L'Indien Abhilash Tomy avec son mentor Sir Robin Knox-Johnston à bord de Thuriya - un design de 1923 comme le Suhaili, démontrant ses qualités une fois de plus dans l'océan Austral.

Tomy et McGuckin sont maintenant en contact avec la VHF et échangent constamment avec une rivalité qui n’a d’égal que celle entre le Tradewind 35 Puffin de l’Américain-Hongrois Istvan Kopar, et Asteria, le Gaia 36 du Finlandais Tapio Lehtinen. Lundi, ils étaient à 37 milles l'un de l'autre, disputant la 7e place. Kopar est toujours en proie à des problèmes de régulateur d’allure et dans un rapport publié dimanche, il a ajouté : "Une bourrasque de 50 noeuds a déchiré mon foc et réduit mon seul pavillon américain en lambeaux pendant la nuit".
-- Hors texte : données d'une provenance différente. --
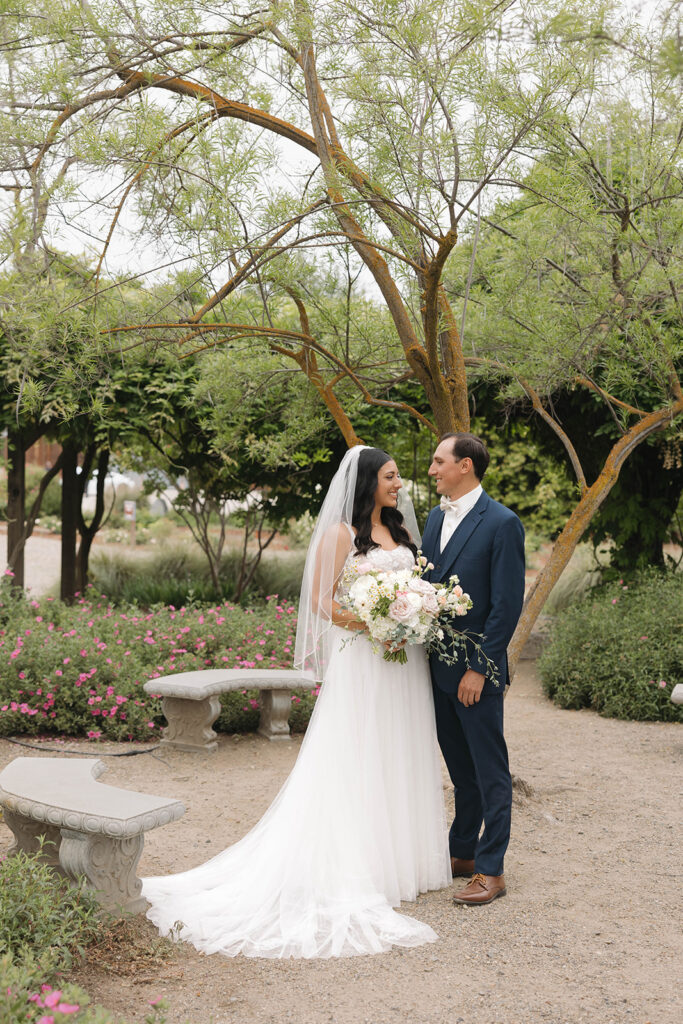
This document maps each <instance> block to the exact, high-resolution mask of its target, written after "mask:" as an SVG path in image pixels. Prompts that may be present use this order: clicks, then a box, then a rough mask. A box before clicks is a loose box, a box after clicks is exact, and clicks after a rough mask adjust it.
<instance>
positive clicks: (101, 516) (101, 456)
mask: <svg viewBox="0 0 683 1024" xmlns="http://www.w3.org/2000/svg"><path fill="white" fill-rule="evenodd" d="M109 465H110V452H100V453H99V456H98V457H97V490H96V497H95V511H94V513H93V516H92V519H91V520H90V525H88V524H87V523H86V521H85V519H84V518H83V512H82V501H83V494H84V492H85V487H86V485H87V482H88V481H87V476H86V477H85V479H83V480H81V481H79V482H80V484H81V486H80V488H79V489H80V496H81V501H80V502H79V510H78V518H79V524H78V528H79V532H80V535H81V543H80V545H79V548H78V555H77V556H76V586H77V588H78V590H79V591H81V593H82V592H83V591H84V590H85V588H86V587H87V586H88V564H89V560H90V548H91V547H92V542H93V541H94V539H95V535H96V532H97V530H98V529H99V527H100V526H101V524H102V519H103V518H104V484H105V482H106V471H108V470H109ZM85 472H86V469H85V466H84V467H83V473H82V474H81V475H82V476H83V475H84V474H85ZM88 475H89V473H88Z"/></svg>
L’Estonien Uku Randmaa a également participé à la bataille. Il a rapporté "30-50 nds. DERNIÈRE 24H. Pas de belles conditions pour naviguer ce week-end". Et lors de son appel sécuritaire à la Direction de course, a ajouté que son Rustler 36 One and All avait été frappé par une grosse vague qui avait fait éclater sa casquette en épais tissu et tordu l’armature en métal.

Mercredi dernier, le Français Loïc Lepage a quitté le Cap en catégorie Chichester suite à un arrêt forcé pour réparer sa radio BLU et ravitailler en eau douce son Nicholson 32 Laaland. Ces derniers temps, cette région d’Afrique a connu de graves pénuries d’eau, mais la marina a bénéficié d’une autorisation spéciale pour pouvoir ouvrir les vannes et permettre à Lepage de remplir ses réserves d’eau potable. Il a fait un départ parfait en traversant le courant Agulhas à son point le plus étroit puis a bénéficié de trois jours de courant Est avant de plonger vers les latitudes des 40èmes rugissant.

L'Australien Mark Sinclair a fait un arrêt impromptu à Table Bay pour déposer ses films, tout comme Bernard Moitessier, lors de la première édition il y a 50 ans. / Riaan Smit

Ce n’est pas le cas avec l’australien Mark Sinclair, qui a fait un arrêt impromptu à Table Bay jeudi pour déposer ses pellicules et ce qui semble avoir été un pèlerinage du lieu de naissance de son Lello 34 Coconut. Sinclair a rencontré trois autres propriétaires de Lello, qui ont récupéré son colis et ont écouté ses anecdotes. Riaan Smit a déclaré: "Il était de bonne humeur - avec Coconut - et comme s’il venait de sortir faire sa balade du dimanche après-midi."

Sinclair a peut-être été attiré par le paysage et les montagnes en décidant de faire le tour du Cap en continuant sur la côte est, malgré la promesse de vents légers et celle de devoir traverser le courant au point le plus large. Ce matin, Coconut, qui avait franchi le Cap de Bonne-Espérance en 9ème position vendredi dernier, était toujours en train de longer la côte à 1,4 milles au sud de Cape Seal et de se diriger vers Port Elizabeth. "Nous nous demandons s’il convient d’inaugurer une nouvelle catégorie « Hiscocks » pour Mark qui reflète sa passion de naviguer à travers le monde. J'espère qu'il rejoindra bientôt de nouveau la flotte GGR !" raconte Don McIntyre.